On 7/13/11 12:00 PM, "numpy-discussion-request at scipy.org"
<numpy-discussion-request at scipy.org> wrote:

> Date: Tue, 12 Jul 2011 16:39:47 -0700
> From: Craig Yoshioka <craigyk at me.com>
> Subject: [Numpy-discussion] named ndarray axes
> To: NumPy-Discussion at scipy.org
> Message-ID: <0FC8B43E-26CD-40ED-A6FA-59DD8D641998 at me.com>
> Content-Type: text/plain; CHARSET=US-ASCII
> 
> I brought up a while ago about how it would be nice if numpy arrays could have
> their axes 'labeled'.    = I got an implementation that works pretty well for
> me and in the process learned quite a few things, and was hoping to foster
> some more discussion on this topic, as I think I have found a simple/flexible
> solution to support this at the numpy level.
> 
> Here are *some* examples code snippets from my unit tests on 'Array':
> 
>     a = Array((4,5,6))
> 
>     # you can assign data to all axes by attribute:
>     a.Axes.Label = (0:'z',1:'y',2:'x'}
>     
>     # or add metadata to each individually:
>     a.Axes[1].Vector = [0,1,0]
>     a.Axes[2].Vector = [0,0,1]
>     
>     # simple case int indexing
>     b = a[0]
>     assert b.shape == (5,6)
>     assert b.Axes.Label == {0:'y',1:'x'}
>     assert b.Axes.Vector == {0:[0,1,0],1:[0,0,1]}
> 
>     # indexing with slices
>     b = a[:,0,:]
>     assert b.shape == (4,6)
>     assert b.Axes.Label == {0:'z',1:'x'}
>     assert b.Axes.Vector == {1:[0,0,1]}
>     
>     # indexing with ellipsis
>     b = a[...,0]
>     assert b.shape == (4,5)
>     assert b.Axes.Label == {0:'z',1:'y'}
>     
>     # indexing with ellipsis, newaxis, etc.
>     b = a[newaxis,...,2,newaxis]
>     assert b.shape == (1,4,5,1)
>     assert b.Axes.Label == {1:'z',2:'y'}
> 
>     # indexing with lists
>     b = a[[1,2],:,[1,2]]
>     assert b.shape == (2,5)
>     assert b.Axes.Label == {0:'z',1:'y'}
>     
>     # most interesting examples, indexing with axes labels----------------
>     # I was a bit confused about how to handle indexing with mixed
> axes/non-axes indexes
>     # IE: what does a['x',2:4]  mean?  on what axis is the 2:4 slice being
> applied, the first? the first after 'x'?

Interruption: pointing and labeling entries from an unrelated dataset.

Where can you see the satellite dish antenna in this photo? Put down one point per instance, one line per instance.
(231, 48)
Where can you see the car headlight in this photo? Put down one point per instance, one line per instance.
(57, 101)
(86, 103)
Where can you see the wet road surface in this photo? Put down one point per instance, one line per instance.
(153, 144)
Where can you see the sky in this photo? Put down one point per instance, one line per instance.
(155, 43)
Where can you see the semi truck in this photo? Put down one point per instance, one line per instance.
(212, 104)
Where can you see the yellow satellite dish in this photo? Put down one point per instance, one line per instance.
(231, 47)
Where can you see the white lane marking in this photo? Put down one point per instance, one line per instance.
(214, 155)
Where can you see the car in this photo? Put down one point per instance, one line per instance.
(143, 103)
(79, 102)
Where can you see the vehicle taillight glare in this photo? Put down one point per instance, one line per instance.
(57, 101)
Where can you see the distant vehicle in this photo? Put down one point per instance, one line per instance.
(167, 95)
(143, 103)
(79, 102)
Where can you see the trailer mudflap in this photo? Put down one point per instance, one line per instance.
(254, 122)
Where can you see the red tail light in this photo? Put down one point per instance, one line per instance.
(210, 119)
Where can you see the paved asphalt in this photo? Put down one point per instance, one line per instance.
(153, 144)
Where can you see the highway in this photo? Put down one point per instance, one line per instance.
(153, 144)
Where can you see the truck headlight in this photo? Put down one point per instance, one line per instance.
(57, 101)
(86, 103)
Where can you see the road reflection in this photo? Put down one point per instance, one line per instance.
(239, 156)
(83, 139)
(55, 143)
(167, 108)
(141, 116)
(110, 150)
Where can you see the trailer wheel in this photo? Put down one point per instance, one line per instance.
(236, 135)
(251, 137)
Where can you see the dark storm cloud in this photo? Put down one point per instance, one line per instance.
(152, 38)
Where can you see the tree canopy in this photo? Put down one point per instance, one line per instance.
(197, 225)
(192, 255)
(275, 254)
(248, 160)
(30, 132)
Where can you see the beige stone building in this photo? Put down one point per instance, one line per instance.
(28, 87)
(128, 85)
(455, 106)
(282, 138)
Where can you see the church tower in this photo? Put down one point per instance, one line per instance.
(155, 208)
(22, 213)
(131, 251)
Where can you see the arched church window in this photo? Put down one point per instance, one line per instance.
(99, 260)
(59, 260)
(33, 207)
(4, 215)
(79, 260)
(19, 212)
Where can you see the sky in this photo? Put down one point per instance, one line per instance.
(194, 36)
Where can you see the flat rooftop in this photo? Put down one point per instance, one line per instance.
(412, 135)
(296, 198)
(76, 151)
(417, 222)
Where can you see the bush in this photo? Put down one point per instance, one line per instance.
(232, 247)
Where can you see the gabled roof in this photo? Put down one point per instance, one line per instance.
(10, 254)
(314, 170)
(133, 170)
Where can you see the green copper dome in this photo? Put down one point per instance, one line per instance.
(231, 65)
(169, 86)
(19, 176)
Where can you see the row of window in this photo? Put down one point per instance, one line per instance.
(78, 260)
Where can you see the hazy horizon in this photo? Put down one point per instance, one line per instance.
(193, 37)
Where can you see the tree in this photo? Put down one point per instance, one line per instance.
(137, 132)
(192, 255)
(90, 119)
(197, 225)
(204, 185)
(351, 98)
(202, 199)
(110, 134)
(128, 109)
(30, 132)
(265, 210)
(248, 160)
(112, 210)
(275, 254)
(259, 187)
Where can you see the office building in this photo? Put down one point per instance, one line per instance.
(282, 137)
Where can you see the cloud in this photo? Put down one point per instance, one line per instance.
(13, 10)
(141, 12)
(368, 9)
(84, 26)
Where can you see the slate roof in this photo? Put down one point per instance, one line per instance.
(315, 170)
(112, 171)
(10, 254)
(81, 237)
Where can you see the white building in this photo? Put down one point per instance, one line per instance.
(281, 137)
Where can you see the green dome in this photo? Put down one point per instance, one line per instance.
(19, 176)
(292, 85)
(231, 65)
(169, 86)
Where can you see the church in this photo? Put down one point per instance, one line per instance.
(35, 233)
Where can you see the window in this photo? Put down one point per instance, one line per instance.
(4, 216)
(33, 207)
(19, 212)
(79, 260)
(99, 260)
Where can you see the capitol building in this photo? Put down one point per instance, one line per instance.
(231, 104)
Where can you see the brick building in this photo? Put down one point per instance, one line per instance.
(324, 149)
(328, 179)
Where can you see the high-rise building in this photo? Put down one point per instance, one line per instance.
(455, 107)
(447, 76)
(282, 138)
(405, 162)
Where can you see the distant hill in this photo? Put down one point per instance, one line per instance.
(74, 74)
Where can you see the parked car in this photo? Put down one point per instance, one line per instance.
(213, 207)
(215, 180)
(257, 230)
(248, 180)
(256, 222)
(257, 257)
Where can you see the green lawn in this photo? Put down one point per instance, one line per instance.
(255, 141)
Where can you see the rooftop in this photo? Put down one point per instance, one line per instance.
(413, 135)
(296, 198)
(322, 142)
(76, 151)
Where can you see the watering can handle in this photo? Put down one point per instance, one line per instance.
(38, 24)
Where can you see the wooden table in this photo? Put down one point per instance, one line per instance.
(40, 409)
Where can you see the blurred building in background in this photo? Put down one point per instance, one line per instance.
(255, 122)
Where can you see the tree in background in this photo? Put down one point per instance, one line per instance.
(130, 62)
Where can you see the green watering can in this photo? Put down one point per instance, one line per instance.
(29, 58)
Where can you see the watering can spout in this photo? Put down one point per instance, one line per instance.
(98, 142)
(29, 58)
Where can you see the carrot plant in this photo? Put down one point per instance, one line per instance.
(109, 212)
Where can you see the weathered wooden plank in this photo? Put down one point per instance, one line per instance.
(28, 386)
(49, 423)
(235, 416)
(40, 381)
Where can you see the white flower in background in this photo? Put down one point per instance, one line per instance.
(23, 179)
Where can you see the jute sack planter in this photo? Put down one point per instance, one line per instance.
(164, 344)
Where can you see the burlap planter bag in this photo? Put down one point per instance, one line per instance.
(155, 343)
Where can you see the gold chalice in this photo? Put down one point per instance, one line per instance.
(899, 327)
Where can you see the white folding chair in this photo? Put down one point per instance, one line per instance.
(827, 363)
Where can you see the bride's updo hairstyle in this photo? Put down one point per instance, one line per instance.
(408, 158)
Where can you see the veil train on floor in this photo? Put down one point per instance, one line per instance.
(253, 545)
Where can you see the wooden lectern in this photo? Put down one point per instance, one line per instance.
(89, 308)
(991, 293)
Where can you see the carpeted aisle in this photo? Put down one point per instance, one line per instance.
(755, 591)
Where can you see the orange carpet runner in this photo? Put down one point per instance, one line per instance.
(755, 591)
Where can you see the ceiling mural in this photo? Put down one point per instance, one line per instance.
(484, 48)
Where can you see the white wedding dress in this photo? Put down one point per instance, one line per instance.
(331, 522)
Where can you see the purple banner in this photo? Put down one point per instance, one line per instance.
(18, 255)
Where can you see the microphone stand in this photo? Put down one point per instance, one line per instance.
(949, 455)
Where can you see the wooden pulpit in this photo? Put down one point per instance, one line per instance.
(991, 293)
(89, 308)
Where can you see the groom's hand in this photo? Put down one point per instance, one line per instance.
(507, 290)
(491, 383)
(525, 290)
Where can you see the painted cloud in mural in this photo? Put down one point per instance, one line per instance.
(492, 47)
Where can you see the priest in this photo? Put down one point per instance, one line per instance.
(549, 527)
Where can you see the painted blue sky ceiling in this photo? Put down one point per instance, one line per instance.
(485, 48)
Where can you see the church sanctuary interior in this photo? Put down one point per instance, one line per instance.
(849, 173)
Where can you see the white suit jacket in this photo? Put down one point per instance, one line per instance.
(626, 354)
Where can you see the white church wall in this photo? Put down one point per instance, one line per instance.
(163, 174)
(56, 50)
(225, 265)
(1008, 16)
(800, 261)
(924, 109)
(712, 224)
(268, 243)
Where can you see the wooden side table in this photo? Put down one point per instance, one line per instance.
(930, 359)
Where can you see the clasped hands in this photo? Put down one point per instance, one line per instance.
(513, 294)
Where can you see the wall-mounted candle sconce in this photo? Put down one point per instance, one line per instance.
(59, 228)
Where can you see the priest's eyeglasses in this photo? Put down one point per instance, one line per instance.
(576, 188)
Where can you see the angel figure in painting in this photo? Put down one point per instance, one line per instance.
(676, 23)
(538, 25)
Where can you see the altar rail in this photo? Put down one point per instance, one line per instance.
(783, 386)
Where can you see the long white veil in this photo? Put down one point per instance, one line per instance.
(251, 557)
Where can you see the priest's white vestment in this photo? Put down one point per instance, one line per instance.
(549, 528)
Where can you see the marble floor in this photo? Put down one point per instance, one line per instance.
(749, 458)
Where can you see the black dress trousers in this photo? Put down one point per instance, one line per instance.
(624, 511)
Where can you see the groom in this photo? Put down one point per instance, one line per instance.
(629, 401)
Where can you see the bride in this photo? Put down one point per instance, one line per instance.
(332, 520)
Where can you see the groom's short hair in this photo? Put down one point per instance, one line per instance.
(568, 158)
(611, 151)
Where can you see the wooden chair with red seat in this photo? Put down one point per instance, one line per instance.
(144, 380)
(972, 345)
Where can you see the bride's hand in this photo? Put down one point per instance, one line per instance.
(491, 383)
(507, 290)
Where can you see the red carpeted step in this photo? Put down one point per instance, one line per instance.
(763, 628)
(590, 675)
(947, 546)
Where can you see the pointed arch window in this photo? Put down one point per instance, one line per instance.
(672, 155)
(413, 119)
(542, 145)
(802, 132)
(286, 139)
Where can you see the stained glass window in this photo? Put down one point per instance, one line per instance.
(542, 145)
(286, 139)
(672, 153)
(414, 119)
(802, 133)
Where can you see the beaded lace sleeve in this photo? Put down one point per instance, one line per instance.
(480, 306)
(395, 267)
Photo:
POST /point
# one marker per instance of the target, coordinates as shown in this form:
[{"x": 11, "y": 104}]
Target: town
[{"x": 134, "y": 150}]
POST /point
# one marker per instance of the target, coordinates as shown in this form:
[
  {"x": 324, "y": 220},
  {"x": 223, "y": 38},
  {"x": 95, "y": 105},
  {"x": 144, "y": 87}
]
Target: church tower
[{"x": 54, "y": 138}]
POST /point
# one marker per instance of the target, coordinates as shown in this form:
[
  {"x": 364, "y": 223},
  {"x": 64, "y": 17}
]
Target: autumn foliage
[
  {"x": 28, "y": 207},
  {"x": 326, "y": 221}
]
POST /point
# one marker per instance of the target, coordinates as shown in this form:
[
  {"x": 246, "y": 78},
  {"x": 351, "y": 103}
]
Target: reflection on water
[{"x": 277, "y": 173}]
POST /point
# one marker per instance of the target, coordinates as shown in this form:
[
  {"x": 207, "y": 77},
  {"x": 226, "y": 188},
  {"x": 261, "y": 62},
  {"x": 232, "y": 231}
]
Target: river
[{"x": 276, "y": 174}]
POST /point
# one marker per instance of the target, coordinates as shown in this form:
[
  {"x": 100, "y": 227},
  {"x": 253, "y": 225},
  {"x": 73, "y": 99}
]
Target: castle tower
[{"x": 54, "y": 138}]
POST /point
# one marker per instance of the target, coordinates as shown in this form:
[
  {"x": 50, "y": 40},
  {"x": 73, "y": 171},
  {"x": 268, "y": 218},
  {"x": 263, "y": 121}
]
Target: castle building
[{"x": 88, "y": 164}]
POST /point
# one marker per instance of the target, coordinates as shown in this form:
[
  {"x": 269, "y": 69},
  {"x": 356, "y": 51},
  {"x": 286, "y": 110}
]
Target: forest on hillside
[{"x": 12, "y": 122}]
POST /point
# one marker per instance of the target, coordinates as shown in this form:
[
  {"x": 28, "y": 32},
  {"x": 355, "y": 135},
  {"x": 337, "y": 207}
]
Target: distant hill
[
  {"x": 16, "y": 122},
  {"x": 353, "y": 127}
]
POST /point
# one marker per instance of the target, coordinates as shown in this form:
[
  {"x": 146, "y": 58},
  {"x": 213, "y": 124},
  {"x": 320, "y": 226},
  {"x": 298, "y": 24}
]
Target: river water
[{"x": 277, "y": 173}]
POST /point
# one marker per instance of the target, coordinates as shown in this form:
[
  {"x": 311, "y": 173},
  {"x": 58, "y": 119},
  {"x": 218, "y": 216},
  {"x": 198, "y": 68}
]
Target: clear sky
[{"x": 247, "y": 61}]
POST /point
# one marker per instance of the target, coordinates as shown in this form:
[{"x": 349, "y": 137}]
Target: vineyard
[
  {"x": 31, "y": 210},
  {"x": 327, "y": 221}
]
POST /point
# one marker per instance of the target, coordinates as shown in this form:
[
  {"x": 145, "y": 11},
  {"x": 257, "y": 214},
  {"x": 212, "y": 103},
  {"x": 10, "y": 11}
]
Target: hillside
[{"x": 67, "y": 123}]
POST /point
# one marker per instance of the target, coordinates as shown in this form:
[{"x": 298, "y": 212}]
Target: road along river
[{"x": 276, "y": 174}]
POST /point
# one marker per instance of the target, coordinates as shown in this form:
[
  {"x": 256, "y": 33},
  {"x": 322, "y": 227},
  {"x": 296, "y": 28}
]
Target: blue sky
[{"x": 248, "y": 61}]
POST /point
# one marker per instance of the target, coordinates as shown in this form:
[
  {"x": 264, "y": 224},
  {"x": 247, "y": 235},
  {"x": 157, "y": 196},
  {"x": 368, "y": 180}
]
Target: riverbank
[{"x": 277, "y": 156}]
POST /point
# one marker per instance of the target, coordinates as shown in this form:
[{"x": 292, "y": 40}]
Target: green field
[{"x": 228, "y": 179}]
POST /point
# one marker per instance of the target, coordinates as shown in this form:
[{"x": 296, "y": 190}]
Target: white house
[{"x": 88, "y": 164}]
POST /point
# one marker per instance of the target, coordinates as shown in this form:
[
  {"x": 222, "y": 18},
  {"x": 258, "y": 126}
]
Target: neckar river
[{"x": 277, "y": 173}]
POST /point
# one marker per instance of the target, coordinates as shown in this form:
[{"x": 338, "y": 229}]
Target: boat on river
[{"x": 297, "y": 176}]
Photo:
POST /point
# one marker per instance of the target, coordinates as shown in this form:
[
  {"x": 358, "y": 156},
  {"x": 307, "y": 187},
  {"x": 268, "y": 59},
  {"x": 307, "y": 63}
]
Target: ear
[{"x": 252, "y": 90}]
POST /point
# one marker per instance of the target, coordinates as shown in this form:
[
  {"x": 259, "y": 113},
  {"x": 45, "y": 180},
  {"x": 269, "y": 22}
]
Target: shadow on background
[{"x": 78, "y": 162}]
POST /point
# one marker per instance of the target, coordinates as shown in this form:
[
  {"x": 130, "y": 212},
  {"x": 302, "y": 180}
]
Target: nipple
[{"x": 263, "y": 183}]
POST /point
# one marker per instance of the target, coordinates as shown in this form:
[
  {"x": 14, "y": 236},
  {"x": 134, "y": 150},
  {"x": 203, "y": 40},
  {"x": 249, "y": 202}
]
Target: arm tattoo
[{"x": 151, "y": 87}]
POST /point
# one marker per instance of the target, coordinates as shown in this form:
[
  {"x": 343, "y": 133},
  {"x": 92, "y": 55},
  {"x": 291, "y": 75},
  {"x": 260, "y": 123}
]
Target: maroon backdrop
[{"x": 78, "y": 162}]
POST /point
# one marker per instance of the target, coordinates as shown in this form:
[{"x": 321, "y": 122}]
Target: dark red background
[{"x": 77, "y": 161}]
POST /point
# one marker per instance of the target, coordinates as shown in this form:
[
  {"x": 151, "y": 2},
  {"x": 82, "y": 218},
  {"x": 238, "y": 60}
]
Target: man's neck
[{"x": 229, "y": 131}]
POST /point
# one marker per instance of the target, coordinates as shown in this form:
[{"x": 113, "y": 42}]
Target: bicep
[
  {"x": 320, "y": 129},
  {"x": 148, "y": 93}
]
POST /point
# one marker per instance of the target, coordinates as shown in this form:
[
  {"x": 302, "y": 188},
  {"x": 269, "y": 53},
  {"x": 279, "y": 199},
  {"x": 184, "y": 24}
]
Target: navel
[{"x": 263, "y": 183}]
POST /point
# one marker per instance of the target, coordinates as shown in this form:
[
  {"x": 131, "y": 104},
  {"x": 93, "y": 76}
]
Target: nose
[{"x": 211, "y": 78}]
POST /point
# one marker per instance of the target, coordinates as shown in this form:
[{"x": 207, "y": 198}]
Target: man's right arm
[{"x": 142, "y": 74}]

>     #       One option is to disallow mixing (simpler to implement,
> understand?)
>     #       Instead I chose to treat the axis indexing as a forced assignment
> of an axis to a position.
>     
>     # axis indexing that transposes the first two dimensions, but otherwise
> does nothing
>     b = a['y','z']
>     assert b.shape == (5,4,6)
>     assert b.Axes.Label == {0:'y',1:'z',2:'x'}
>     
>     # abusing slices to allow specifying indexes for axes
>     b = a['y':0,'z']
>     assert b.shape == (4,6)
>     assert b.Axes.Label == {0:'z',1:'x'}
>     
>     # unfortunately that means a slice index on an axis must be written like
> so:
>     b = a['y':slice(0,2),'x','z']
>     assert b.shape == (2,6,4)
>     assert b.Axes.Label == {0:'y',1:'x',2:'z'}
> 
>     b = a['y':[1,2,3],'x','z':slice(0:1)]
>     # or due to the forced transposition, this is the same as:
>     c = a['y','x','z'][[1,2,3],:,0:1]
> 
>     assert b.shape == (3,6,1)
>     assert b.Axes.Label == {0:'y',1:'x',2:'z'}
>     assert b.shape == c.shape
>     assert b.Axes == c.Axes
> 
>     
> #-----------------------------------------------------------------------------
> -----------
> 
> 
> To do all this I essentially had to recreate the effects of numpy indexing on
> axes....  This is not ideal, but so far I seem to have addressed most of the
> indexing I've used, at least. Here is what __getitem__ looks like:
> 
>     def __getitem__(self,idxs):
>         filtered_idxs,transposed_axes,kept_axes = self.idx_axes(idxs)
>         array = self.view(ndarray).transpose(transposed_axes)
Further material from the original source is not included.